Which is not to say long shots can’t win at Augusta. Two years before Schwartzel, Angel Cabrera won with 125-1 pre-tournament odds, while Trevor Immelman did it at 150-1 the year before; Immelman is the longest shot to win the prestigious tournament since 2008.

However, the complexities of the modern Masters — with everything from the condition of the course, which is being reported as fast and firm, to the pageantry ratcheting up the pressure — causes the elites to come out and play.

“While we’ve seen some long shot winners so far this year on the tour, The Masters is a different beast,” ESPN BET head of sportsbook Patrick Jay tells ESPN. “The tournament is a very tough test, and Augusta can be a difficult course to manage, meaning we usually see the cream rise to the top. These factors give past winners and Masters veterans an edge when setting the lines.”

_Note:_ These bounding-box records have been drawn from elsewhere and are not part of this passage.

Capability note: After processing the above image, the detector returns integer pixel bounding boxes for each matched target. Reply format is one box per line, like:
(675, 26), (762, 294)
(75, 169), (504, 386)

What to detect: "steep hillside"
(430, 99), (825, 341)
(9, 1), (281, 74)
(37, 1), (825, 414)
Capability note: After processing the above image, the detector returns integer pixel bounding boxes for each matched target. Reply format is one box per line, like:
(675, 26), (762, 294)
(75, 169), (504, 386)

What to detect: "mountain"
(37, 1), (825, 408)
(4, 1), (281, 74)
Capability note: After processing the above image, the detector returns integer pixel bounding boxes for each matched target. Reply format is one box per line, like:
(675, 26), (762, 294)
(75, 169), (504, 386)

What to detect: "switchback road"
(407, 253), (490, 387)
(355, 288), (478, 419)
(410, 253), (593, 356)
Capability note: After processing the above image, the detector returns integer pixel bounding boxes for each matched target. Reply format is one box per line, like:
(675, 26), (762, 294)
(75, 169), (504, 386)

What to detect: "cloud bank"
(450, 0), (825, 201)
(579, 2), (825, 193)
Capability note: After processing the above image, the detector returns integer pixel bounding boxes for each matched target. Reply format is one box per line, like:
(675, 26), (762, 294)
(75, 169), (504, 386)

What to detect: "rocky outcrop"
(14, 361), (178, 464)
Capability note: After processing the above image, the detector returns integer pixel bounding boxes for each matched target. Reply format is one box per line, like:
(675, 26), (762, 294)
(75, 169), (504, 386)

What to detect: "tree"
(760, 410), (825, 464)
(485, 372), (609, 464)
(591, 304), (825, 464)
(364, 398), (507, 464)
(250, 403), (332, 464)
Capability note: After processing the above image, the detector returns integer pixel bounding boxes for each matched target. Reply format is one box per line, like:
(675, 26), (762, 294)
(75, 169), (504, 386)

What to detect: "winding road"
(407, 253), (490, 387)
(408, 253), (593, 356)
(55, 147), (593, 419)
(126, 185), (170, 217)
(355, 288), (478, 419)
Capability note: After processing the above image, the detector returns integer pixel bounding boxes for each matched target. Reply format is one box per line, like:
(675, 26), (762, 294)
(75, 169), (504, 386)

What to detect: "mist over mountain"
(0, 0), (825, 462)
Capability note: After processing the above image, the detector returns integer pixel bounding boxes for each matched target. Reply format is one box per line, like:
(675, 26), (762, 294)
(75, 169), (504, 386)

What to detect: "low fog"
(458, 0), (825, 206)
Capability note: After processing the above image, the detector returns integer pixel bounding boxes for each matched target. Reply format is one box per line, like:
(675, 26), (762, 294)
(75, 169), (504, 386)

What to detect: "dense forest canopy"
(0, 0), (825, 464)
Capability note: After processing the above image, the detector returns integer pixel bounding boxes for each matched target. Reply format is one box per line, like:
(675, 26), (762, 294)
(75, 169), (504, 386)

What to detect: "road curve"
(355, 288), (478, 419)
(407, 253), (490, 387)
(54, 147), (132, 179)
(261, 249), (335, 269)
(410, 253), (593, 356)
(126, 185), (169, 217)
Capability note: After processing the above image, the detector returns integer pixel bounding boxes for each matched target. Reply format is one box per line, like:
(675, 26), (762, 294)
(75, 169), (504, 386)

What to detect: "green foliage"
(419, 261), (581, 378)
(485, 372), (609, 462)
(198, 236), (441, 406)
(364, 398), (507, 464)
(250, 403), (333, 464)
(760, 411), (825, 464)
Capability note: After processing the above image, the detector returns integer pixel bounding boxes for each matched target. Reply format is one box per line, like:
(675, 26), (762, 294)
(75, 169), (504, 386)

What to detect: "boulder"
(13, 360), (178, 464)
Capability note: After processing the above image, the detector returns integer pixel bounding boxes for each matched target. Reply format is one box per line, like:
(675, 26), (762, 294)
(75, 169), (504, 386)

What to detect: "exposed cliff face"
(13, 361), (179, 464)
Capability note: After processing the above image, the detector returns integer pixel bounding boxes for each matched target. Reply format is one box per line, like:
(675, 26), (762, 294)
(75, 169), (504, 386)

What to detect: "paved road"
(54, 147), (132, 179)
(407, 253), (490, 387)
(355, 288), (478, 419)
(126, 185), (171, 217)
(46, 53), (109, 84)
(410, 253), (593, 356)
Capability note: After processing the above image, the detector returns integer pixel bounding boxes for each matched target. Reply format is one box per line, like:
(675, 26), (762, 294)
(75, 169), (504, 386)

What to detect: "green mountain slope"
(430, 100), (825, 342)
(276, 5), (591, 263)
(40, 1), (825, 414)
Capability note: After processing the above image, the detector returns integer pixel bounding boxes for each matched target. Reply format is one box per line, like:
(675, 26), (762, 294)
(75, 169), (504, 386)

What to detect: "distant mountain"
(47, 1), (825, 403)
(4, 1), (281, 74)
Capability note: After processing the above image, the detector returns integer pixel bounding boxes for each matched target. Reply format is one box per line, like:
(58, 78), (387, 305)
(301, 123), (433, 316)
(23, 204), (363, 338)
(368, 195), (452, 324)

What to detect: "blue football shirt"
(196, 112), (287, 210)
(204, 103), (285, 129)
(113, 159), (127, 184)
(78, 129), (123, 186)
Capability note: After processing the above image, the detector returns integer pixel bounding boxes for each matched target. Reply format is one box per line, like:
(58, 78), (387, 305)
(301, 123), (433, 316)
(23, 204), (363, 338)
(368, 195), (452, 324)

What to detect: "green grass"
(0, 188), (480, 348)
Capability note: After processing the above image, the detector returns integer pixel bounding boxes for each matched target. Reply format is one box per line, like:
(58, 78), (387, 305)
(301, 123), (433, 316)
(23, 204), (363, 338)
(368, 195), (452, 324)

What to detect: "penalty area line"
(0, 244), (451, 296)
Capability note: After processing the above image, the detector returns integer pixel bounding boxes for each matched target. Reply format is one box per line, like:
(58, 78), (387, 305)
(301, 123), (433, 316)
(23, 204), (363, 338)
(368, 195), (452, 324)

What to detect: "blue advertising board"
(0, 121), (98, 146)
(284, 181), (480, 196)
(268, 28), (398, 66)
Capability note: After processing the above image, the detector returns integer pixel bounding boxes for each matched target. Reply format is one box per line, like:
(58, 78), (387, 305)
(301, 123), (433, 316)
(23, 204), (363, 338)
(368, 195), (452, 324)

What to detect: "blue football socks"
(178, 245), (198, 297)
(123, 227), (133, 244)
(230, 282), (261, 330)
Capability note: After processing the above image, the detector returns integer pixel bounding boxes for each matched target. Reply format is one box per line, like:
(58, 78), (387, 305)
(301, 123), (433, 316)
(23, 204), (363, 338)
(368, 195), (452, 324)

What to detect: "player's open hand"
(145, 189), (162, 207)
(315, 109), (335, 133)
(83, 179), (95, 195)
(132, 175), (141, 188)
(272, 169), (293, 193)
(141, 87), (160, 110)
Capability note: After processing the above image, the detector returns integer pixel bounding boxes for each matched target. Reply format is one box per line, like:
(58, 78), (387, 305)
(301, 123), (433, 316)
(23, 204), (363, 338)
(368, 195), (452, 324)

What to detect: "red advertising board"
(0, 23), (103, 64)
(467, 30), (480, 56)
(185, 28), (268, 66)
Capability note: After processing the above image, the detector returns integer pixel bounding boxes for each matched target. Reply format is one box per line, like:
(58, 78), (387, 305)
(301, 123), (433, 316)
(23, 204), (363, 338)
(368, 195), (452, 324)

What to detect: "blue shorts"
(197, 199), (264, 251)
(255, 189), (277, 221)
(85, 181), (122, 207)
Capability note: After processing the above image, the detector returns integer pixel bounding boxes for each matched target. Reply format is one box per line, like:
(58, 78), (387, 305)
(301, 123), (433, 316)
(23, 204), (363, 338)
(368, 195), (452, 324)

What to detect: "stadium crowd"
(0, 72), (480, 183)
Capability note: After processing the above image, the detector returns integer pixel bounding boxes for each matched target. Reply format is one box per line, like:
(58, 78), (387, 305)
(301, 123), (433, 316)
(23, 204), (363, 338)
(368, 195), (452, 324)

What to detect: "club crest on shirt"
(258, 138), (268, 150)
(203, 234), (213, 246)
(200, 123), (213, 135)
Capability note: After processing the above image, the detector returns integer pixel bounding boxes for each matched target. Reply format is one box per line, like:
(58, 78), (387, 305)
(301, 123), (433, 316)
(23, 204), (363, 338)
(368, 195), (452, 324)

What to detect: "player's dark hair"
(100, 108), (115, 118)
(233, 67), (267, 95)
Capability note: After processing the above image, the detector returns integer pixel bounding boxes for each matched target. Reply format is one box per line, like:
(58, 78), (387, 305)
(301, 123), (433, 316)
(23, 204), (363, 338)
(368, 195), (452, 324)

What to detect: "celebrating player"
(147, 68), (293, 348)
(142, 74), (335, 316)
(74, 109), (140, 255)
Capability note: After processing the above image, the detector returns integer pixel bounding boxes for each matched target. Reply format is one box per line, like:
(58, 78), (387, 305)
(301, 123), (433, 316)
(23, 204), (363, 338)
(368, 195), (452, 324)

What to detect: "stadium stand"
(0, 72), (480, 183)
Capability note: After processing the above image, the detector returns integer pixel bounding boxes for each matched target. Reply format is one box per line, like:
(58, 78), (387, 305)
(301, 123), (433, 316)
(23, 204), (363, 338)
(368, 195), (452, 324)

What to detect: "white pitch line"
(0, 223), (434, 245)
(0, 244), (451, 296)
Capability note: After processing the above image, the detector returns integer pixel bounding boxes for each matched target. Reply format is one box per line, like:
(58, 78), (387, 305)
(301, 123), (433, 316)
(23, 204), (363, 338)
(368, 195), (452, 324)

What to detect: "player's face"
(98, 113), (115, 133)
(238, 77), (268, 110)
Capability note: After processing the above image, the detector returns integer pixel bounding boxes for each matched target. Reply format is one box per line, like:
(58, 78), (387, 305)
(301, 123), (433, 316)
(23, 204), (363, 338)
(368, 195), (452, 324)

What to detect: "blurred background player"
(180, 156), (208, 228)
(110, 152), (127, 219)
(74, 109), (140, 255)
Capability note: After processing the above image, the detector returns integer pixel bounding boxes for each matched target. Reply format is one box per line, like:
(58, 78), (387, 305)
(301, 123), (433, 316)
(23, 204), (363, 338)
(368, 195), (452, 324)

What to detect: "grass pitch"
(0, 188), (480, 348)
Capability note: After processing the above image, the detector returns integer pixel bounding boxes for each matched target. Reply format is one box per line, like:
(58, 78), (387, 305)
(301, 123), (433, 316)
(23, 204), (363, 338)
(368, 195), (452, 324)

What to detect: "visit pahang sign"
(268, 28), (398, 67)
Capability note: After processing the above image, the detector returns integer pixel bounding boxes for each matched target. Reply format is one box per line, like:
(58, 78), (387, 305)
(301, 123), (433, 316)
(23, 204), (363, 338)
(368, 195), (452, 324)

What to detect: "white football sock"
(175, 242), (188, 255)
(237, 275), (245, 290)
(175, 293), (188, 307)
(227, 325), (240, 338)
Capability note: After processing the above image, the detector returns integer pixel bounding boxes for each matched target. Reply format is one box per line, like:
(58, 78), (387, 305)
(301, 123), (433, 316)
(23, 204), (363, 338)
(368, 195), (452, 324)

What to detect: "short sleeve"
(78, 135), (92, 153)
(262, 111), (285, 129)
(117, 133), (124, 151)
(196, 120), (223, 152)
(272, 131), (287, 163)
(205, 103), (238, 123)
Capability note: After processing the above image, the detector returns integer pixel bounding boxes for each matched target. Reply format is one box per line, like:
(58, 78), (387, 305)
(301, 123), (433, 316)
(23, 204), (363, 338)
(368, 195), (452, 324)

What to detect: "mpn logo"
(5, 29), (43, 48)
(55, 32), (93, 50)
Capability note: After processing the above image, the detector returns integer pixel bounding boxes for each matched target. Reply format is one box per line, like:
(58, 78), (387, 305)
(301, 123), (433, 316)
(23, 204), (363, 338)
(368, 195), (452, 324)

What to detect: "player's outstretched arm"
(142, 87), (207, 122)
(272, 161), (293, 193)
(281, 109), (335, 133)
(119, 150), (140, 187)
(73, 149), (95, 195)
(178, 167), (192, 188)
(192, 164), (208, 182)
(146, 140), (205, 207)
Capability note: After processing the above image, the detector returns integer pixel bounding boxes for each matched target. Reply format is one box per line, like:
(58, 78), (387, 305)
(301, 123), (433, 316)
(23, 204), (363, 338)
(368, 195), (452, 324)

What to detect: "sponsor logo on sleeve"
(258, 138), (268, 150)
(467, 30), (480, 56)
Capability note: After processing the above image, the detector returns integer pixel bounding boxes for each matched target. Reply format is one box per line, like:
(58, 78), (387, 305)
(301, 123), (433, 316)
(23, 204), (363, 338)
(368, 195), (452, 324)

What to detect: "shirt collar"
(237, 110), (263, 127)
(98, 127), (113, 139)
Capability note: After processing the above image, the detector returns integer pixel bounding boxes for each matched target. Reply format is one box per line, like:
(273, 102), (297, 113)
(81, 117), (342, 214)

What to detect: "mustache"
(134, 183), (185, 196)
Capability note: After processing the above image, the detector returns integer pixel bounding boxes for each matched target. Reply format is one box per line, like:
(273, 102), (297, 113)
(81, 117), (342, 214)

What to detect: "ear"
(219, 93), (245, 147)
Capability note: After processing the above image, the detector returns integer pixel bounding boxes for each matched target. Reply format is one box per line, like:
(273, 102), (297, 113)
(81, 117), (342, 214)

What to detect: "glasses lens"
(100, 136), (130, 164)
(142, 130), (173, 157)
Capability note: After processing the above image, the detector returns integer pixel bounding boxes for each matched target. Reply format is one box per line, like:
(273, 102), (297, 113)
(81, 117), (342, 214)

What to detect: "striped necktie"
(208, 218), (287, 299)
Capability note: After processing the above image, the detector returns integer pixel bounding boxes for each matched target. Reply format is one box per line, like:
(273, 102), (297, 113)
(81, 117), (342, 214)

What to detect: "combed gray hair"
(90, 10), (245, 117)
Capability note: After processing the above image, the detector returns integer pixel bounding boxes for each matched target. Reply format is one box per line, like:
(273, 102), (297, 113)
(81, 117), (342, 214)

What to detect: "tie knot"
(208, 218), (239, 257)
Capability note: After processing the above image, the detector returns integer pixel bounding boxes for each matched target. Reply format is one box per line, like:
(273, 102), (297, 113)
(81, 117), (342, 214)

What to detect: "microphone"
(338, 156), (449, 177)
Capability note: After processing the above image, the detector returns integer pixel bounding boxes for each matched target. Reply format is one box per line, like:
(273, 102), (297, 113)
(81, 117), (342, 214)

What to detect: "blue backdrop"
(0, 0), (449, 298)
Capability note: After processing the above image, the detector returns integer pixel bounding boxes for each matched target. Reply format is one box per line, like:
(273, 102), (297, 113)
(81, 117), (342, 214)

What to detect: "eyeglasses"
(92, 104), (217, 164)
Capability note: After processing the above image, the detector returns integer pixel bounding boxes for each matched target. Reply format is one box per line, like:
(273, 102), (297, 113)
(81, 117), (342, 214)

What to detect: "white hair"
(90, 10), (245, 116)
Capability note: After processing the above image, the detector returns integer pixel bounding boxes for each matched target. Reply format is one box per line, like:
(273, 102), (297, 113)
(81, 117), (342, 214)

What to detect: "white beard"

While Scheffler will almost certainly at least be in contention — he’s the only player in minus-money to finish top 10 (-195) and the only player above -1000 to make the cut (-2500) — it seems likely that one of the non-long shots may break through, if history is to be believed.

LIV A Little

Among those potentially in the mix will be a handful of players from LIV Golf, who are actually attracting considerable attention in that “winner’s wheelhouse” range.

Reigning Masters champion Jon Rahm has the third-shortest odds of any golfer on ESPN BET, showing 12-1. His colleague Brooks Koepka, himself a five-time major champion, including the 2023 PGA Championship, comes in tied for fourth at 14-1 and has already taken “quite a bit of money” at DraftKings, per Avello.

Then there’s Joaquin Niemann, who is the only LIV player joining the Masters field on a special invitation. The 25-year-old had a scorching hot start to the year, winning two of the first three LIV events to earn a spot at Augusta. He sits at 25-1 on ESPN BET, but was as long as 66-1 at some sportsbooks upon the announcement that he would play the tournament.